No. It works a bit clankily, I've had a few failed transfers, and the UI isn't working as well as it should, but trying it again or working around the problem has always been successful for me.

TySuiteJ scares me! Those install instructions are NOT written for non-unix types, no matter what they say!


----------



## PaulWilkinsUK (Mar 20, 2006)

Yeah I had another go with TiVoTool today. Wasn't great, the lip sync got lost completely. 
I think I'll carry on with TySuite_J and perhaps write a better manual and install script... watch this space... I've got some spare time over Xmas...


----------



## speedyrite (May 18, 2002)

PaulWilkinsUK said:


> I think I'll carry on with TySuite_J and perhaps write a better manual and install script... watch this space... I've got some spare time over Xmas...

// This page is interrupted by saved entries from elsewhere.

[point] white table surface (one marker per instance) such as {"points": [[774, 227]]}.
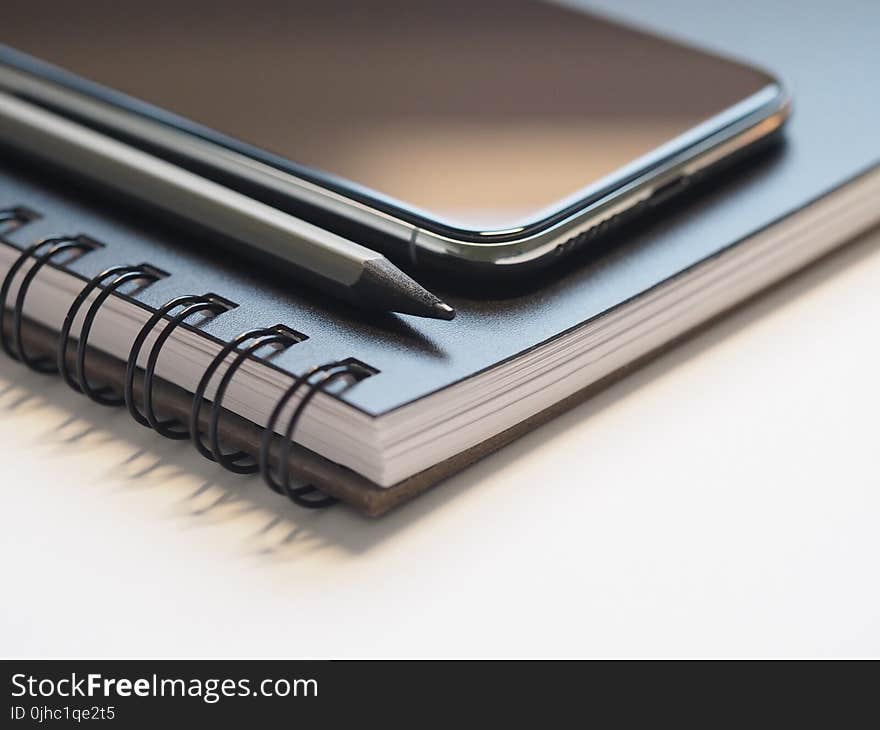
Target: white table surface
{"points": [[724, 500]]}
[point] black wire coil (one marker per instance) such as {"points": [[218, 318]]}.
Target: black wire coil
{"points": [[173, 313]]}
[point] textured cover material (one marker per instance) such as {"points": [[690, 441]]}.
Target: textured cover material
{"points": [[828, 55]]}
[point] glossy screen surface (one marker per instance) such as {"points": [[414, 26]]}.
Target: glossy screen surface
{"points": [[480, 115]]}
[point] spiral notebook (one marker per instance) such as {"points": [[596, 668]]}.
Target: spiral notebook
{"points": [[330, 403]]}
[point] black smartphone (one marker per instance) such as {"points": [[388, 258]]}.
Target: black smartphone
{"points": [[490, 135]]}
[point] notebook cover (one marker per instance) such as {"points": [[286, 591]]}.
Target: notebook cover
{"points": [[829, 57]]}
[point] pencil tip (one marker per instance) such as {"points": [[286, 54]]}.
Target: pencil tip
{"points": [[444, 311], [383, 286]]}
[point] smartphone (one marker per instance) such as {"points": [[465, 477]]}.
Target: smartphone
{"points": [[484, 136]]}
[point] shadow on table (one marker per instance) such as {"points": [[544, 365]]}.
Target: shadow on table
{"points": [[275, 529]]}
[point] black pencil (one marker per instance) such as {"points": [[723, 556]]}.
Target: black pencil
{"points": [[321, 258]]}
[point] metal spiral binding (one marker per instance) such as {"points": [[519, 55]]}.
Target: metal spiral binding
{"points": [[170, 428], [244, 346], [55, 246], [238, 462], [113, 278], [304, 496]]}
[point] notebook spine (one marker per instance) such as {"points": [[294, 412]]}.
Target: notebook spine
{"points": [[71, 353]]}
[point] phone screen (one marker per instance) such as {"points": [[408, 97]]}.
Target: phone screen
{"points": [[476, 114]]}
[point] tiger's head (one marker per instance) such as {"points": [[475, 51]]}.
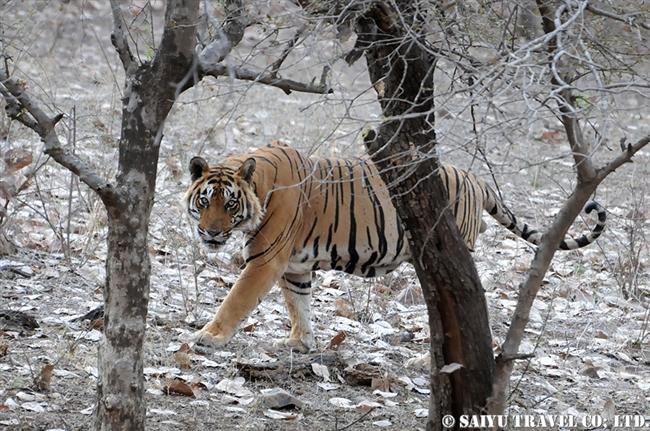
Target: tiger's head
{"points": [[221, 200]]}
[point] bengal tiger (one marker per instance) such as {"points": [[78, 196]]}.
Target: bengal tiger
{"points": [[302, 214]]}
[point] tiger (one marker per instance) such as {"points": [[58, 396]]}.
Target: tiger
{"points": [[301, 214]]}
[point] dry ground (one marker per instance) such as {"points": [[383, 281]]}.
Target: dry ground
{"points": [[588, 328]]}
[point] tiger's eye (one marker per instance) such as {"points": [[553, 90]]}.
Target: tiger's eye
{"points": [[231, 205], [204, 202]]}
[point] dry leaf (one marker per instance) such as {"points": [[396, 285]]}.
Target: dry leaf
{"points": [[337, 341], [185, 348], [342, 403], [97, 324], [343, 309], [277, 398], [321, 371], [42, 382], [450, 368], [234, 387], [274, 414], [183, 360], [552, 136], [382, 384], [178, 387]]}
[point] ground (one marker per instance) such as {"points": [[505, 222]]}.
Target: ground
{"points": [[588, 330]]}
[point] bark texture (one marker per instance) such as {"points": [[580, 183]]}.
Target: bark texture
{"points": [[402, 73]]}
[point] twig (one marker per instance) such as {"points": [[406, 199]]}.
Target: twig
{"points": [[22, 109], [119, 41], [286, 85], [275, 67], [356, 421]]}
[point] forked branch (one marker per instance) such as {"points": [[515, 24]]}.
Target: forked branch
{"points": [[22, 108], [119, 39]]}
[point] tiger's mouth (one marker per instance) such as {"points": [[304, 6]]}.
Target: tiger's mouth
{"points": [[213, 243]]}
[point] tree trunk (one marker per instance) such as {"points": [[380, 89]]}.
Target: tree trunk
{"points": [[149, 95], [402, 73]]}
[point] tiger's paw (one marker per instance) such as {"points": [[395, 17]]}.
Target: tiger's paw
{"points": [[204, 338], [298, 345]]}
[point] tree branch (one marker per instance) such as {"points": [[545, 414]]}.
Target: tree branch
{"points": [[119, 40], [628, 153], [20, 107], [208, 61], [286, 85]]}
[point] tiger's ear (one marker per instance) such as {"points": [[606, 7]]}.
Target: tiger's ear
{"points": [[247, 169], [198, 166]]}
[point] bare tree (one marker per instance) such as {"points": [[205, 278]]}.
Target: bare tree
{"points": [[471, 59], [151, 88]]}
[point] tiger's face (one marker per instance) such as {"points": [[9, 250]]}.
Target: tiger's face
{"points": [[221, 200]]}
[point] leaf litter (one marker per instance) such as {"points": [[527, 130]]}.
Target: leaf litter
{"points": [[586, 331]]}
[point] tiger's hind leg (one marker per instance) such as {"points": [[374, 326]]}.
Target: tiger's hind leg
{"points": [[296, 289]]}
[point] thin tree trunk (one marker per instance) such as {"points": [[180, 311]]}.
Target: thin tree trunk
{"points": [[149, 95]]}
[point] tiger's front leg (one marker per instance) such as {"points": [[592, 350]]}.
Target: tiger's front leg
{"points": [[250, 289], [296, 289]]}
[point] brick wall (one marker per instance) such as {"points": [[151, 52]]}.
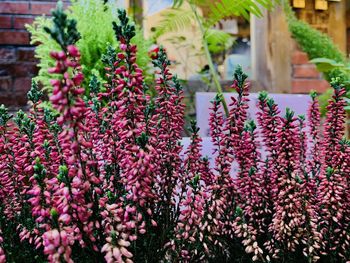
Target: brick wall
{"points": [[305, 76], [17, 62]]}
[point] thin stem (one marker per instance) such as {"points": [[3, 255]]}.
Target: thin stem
{"points": [[209, 59]]}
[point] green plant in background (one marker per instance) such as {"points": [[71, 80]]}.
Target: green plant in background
{"points": [[321, 50], [213, 41], [94, 23]]}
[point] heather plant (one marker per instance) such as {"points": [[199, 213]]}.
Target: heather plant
{"points": [[104, 179], [93, 20]]}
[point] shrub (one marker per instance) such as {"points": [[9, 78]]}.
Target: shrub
{"points": [[94, 23], [318, 45], [106, 179]]}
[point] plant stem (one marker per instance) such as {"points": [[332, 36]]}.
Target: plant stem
{"points": [[209, 59]]}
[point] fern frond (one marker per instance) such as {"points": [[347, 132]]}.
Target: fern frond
{"points": [[218, 40], [228, 8], [175, 19]]}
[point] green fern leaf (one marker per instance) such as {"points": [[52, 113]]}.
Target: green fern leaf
{"points": [[175, 19], [218, 40]]}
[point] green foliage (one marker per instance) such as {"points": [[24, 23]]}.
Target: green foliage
{"points": [[64, 30], [321, 50], [94, 23], [177, 19], [218, 40]]}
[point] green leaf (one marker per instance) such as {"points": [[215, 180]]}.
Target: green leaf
{"points": [[175, 19], [326, 64], [228, 8], [218, 40]]}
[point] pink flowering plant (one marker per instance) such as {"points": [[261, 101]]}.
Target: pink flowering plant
{"points": [[102, 179]]}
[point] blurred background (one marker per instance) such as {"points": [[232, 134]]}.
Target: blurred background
{"points": [[268, 47]]}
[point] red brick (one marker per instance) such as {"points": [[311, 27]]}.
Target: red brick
{"points": [[5, 21], [7, 55], [5, 83], [40, 8], [26, 54], [299, 57], [14, 38], [306, 85], [305, 71], [17, 7], [19, 22], [22, 84]]}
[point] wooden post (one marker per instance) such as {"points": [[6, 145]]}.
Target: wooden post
{"points": [[271, 52]]}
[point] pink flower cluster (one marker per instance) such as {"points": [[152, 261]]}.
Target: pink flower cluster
{"points": [[101, 178]]}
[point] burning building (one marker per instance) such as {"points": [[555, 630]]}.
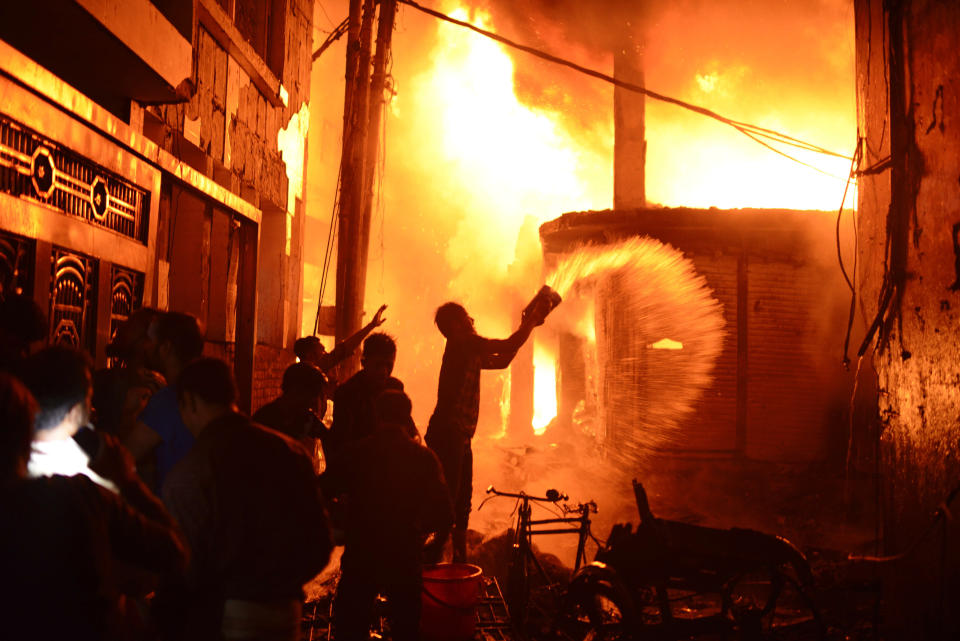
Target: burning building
{"points": [[777, 392], [153, 153]]}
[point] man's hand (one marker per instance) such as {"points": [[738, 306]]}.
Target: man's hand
{"points": [[378, 318], [114, 462]]}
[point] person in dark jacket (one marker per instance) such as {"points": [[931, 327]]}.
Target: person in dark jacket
{"points": [[353, 417], [394, 497], [247, 500], [454, 419], [298, 411], [63, 539]]}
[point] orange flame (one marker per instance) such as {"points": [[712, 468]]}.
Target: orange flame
{"points": [[544, 387]]}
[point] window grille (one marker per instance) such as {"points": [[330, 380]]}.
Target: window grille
{"points": [[73, 300], [38, 169]]}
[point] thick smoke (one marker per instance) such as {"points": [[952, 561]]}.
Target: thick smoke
{"points": [[466, 182]]}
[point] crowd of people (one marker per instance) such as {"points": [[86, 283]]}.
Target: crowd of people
{"points": [[138, 502]]}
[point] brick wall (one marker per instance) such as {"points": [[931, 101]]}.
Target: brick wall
{"points": [[269, 365], [908, 80]]}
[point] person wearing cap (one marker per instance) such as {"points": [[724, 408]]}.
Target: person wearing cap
{"points": [[247, 500], [309, 349], [298, 411], [159, 433], [353, 416], [395, 497]]}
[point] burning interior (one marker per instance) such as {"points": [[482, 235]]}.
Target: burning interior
{"points": [[748, 209]]}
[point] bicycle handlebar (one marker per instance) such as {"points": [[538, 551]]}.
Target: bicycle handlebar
{"points": [[553, 496]]}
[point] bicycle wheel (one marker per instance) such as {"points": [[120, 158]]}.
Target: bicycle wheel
{"points": [[596, 608]]}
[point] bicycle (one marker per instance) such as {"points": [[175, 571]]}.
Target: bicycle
{"points": [[523, 561]]}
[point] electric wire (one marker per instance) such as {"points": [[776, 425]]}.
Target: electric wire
{"points": [[339, 31], [750, 130]]}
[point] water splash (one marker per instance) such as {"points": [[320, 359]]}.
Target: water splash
{"points": [[646, 295]]}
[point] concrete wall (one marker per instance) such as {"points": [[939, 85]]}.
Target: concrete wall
{"points": [[908, 83], [253, 143]]}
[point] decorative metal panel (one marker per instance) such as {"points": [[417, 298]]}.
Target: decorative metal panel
{"points": [[36, 168], [73, 299], [126, 295], [16, 264]]}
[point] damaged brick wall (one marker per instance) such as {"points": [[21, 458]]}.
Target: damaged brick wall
{"points": [[253, 144], [908, 82]]}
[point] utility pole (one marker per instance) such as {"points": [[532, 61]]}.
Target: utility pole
{"points": [[629, 127], [363, 108]]}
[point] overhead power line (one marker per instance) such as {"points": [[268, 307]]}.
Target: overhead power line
{"points": [[754, 132], [333, 36]]}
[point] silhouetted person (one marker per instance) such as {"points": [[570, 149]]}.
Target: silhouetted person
{"points": [[61, 538], [23, 326], [309, 349], [246, 498], [454, 420], [60, 381], [176, 340], [297, 412], [353, 417], [395, 496]]}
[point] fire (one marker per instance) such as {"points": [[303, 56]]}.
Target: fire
{"points": [[544, 387], [504, 160]]}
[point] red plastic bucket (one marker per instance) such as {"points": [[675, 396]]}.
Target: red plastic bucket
{"points": [[450, 594]]}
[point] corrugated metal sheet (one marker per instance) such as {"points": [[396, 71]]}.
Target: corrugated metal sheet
{"points": [[787, 404], [713, 423]]}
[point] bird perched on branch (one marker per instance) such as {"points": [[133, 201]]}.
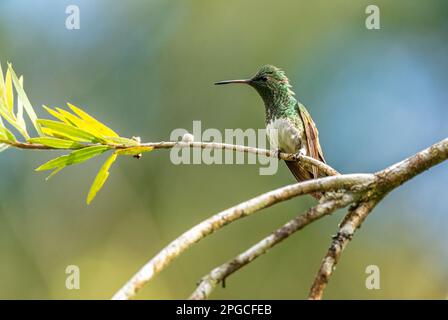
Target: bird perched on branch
{"points": [[289, 126]]}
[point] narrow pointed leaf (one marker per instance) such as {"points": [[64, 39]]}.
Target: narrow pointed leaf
{"points": [[8, 90], [77, 156], [24, 98], [101, 178], [134, 150], [19, 116], [56, 143], [66, 130], [57, 115], [2, 84], [9, 135], [53, 173], [106, 131], [81, 123]]}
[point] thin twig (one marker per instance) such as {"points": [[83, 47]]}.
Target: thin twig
{"points": [[386, 180], [216, 222], [222, 272], [202, 145]]}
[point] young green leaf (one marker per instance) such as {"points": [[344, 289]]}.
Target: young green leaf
{"points": [[134, 150], [24, 98], [103, 129], [101, 178], [67, 131], [9, 135], [77, 156], [19, 116], [120, 141], [2, 82], [57, 115], [56, 143]]}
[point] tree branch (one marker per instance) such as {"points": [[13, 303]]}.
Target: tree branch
{"points": [[368, 188], [202, 145], [386, 180], [357, 182], [220, 273]]}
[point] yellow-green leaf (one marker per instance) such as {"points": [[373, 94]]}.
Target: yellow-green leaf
{"points": [[68, 131], [24, 98], [77, 156], [19, 116], [9, 135], [106, 131], [56, 143], [122, 141], [53, 173], [134, 150], [8, 90], [2, 83], [56, 114], [101, 178]]}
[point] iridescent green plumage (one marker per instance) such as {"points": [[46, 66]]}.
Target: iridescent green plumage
{"points": [[290, 127]]}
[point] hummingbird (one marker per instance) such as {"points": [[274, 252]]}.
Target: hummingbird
{"points": [[289, 126]]}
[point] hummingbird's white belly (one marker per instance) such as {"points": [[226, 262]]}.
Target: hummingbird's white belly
{"points": [[284, 136]]}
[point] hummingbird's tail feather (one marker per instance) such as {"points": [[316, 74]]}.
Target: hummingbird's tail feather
{"points": [[301, 173]]}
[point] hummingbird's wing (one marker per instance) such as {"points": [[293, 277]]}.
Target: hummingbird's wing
{"points": [[312, 137]]}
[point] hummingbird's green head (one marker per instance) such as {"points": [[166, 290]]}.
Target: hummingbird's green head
{"points": [[271, 84]]}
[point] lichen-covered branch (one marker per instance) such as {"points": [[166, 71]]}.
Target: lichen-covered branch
{"points": [[216, 222], [220, 273], [202, 145], [386, 180]]}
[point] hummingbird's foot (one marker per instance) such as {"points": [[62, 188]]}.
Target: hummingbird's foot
{"points": [[278, 153]]}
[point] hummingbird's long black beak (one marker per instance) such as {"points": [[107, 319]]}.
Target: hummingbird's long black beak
{"points": [[234, 81]]}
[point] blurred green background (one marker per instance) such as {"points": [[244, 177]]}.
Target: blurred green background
{"points": [[147, 67]]}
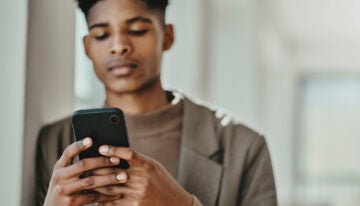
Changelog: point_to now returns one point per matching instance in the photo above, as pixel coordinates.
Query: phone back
(106, 126)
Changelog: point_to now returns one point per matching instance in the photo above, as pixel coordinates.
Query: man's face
(125, 43)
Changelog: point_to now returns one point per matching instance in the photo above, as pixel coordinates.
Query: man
(181, 153)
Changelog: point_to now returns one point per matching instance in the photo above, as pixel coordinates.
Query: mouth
(122, 69)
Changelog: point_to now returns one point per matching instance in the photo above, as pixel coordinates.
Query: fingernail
(121, 177)
(86, 141)
(114, 160)
(104, 149)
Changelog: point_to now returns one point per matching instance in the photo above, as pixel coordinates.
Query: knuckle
(131, 153)
(109, 189)
(94, 196)
(82, 164)
(89, 181)
(68, 201)
(59, 189)
(56, 177)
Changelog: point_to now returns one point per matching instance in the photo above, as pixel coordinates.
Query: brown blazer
(221, 162)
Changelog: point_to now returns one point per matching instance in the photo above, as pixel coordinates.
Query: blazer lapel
(198, 174)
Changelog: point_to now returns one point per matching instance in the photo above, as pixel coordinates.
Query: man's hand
(148, 182)
(67, 188)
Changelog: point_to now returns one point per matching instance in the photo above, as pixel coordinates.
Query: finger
(72, 151)
(125, 153)
(92, 182)
(106, 171)
(91, 198)
(88, 164)
(124, 201)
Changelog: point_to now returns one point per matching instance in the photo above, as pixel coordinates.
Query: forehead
(120, 10)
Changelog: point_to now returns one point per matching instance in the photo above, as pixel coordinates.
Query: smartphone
(106, 126)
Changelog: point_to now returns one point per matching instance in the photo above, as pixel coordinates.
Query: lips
(120, 69)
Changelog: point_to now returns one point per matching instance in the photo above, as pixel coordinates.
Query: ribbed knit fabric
(157, 134)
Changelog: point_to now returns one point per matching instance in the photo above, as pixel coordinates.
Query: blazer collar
(198, 174)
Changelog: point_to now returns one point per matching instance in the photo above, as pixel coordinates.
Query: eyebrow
(98, 25)
(129, 21)
(139, 18)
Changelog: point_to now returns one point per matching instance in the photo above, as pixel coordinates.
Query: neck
(144, 100)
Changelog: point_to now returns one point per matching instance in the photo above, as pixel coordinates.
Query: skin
(66, 187)
(113, 40)
(126, 42)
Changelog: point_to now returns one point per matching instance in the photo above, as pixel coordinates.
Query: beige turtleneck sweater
(157, 135)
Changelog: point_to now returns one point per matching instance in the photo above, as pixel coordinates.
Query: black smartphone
(106, 126)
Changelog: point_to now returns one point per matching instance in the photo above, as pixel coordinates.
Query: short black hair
(86, 5)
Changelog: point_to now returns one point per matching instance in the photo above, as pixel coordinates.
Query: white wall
(50, 76)
(12, 90)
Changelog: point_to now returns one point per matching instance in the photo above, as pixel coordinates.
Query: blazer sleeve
(258, 179)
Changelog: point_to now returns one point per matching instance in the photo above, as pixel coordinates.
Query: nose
(120, 45)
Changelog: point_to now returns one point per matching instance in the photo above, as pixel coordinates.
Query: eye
(138, 32)
(102, 37)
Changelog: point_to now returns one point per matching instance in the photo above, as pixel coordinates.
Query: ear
(86, 45)
(168, 37)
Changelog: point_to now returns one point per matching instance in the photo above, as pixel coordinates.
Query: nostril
(125, 50)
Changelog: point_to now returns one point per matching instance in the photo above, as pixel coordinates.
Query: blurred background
(287, 68)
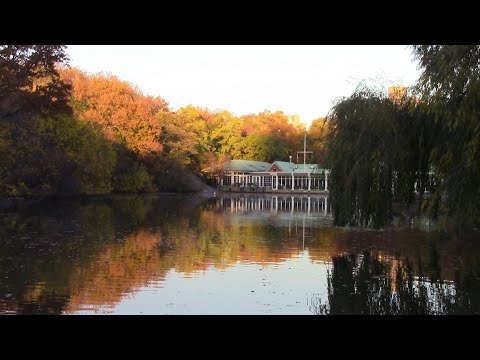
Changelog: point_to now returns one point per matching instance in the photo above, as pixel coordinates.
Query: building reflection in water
(236, 253)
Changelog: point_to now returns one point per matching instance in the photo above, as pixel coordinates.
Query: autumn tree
(317, 140)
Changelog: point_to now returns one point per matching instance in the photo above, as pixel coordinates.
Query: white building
(246, 175)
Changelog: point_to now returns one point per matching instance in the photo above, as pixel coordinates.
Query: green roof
(291, 167)
(245, 165)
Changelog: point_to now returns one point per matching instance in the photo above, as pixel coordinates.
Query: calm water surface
(234, 254)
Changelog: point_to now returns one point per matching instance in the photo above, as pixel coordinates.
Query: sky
(297, 79)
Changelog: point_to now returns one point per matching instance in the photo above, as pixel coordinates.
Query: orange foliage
(123, 112)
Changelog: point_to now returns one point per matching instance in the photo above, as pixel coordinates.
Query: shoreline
(19, 203)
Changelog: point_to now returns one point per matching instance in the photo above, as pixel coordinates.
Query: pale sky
(295, 79)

Ah good man! I'll put it on me Xmas list - "The Dummie's Guide to TysuiteJ" - after all, I *AM* that dummy, so if you need a test driver...


----------



## PaulWilkinsUK (Mar 20, 2006)

speedyrite said:


> Ah good man! I'll put it on me Xmas list - "The Dummie's Guide to TysuiteJ" - after all, I *AM* that dummy, so if you need a test driver...


Tell ya what, if we meet up at the rubb-a-dub over Christmas, I'll pass on the tips n tricks


----------



## speedyrite (May 18, 2002)

PaulWilkinsUK said:


> Tell ya what, if we meet up at the rubb-a-dub over Christmas, I'll pass on the tips n tricks


Great idea! Meet the author, personally signed copy and all that - I'll be in touch...


----------